Jaen dans ce livre. En premier lieu celui du ridicule qui pourrait naître de
l’emphase contenue dans certains vers. Mais il y a bien d’autres risques encourus ici : se
noyer, par exemple, comme le fait le poète, dans l’absence, dans la nuit, se
jeter dans le lieu où, exactement, il n’y a plus de paroles et remonter pour
dire, malgré tout :
Ce tomber dans tomber, quand le noir vous siffle et
vous bave, vous vomit. (p.44)
…
Il fait nu. Et froid. Le vent claque des dents,
appuie une épaule
contre la forêt. Rien n’existe. Dieu me rêve. Je suis sauf. (p.26)
Et nous reconnaissons le Veilleur dans ces poèmes, comme dans les proses de
Rimbaud. Ce veilleur est l’ange, mais aussi le Non-ange, celui qui est le
découvreur, l’assistant :
L’ange qui passe
Sans ombre, allant de pièce en pièce dans cette maison
… Moi marchant sur mon ombre d’un pied de danseuse.(p.34)
L’assistant aux miracles qui nous parle du lieu où nous sommes, le décrivain
du spectacle parcouru, des paniques et des joies sans interruption du poème.
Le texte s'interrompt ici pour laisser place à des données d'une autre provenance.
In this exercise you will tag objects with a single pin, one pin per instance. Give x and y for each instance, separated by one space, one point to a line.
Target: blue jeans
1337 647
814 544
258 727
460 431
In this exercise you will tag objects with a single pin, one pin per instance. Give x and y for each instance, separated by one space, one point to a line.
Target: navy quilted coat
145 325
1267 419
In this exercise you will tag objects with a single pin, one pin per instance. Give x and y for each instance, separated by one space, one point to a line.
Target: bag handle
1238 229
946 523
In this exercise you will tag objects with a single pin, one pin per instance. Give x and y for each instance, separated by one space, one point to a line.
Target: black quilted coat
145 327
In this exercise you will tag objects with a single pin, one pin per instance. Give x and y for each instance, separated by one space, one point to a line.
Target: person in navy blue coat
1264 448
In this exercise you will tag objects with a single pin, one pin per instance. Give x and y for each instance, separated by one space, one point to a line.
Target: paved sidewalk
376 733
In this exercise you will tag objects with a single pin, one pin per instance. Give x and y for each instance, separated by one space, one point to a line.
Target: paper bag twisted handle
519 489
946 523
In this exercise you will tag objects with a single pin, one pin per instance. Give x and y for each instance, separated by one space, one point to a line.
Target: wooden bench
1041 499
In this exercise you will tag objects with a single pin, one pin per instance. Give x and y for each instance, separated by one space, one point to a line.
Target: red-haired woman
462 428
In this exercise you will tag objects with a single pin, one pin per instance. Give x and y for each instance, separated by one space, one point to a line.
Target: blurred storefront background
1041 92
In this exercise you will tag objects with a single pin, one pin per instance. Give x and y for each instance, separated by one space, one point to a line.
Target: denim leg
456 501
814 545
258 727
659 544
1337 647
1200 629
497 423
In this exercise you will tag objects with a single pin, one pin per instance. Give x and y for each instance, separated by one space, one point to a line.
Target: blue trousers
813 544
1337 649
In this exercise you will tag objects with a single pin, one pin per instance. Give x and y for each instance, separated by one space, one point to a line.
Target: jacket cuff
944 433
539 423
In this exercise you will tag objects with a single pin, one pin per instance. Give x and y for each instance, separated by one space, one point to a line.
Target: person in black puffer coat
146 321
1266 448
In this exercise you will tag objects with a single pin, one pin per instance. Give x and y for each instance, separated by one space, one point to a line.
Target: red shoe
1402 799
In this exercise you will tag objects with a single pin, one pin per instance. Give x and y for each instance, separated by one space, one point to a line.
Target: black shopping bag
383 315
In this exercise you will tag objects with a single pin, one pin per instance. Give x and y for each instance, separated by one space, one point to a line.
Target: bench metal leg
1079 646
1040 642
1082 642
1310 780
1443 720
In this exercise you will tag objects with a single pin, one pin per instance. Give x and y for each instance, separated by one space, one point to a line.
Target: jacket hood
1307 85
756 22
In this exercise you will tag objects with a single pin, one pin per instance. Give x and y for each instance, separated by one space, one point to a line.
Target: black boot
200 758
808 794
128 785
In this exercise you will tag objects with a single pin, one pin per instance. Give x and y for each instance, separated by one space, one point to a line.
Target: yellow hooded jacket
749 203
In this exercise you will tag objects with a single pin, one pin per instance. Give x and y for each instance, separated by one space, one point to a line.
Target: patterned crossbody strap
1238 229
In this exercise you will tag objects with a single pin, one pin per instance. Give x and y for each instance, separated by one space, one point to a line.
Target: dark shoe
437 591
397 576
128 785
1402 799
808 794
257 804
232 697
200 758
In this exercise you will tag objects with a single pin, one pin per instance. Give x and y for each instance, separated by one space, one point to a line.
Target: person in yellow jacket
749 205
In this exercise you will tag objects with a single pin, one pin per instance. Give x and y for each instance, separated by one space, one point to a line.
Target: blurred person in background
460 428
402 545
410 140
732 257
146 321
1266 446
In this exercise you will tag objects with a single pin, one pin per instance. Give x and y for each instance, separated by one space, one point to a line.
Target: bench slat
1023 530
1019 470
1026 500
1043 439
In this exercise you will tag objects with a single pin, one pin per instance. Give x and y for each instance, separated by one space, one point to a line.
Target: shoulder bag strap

Il a marché dans la mort, il a fini par
quitter ce corps, à la nage
…Ô comme c’est loin, la mer à porter
la terre en cheminant ô.(p.37)
Les poèmes de Nicolas Jaen ne cessent de chercher où nous sommes,
cachés, avec des mots qui disent l’absence, la douleur, ils disent ce que nous
taisons, ils s’emparent de l’espace de la page pour nous faire tomber et
rebondir dans un autre lieu où nous recommençons d’exister, dans l’équilibre
d’un nouveau texte qui menace à nouveau de sombrer :
On enterre les ailes, on passe du tu au su,
Sans le revolver d’argent nu sans ses douilles d’or mort. (p.21)
et nous ramène ensuite,
L’œil en haut, par des nuages comme d’épais mammouths, (p.33)
…
Les fruits les plus murs tombent comme des parachutistes (p.39)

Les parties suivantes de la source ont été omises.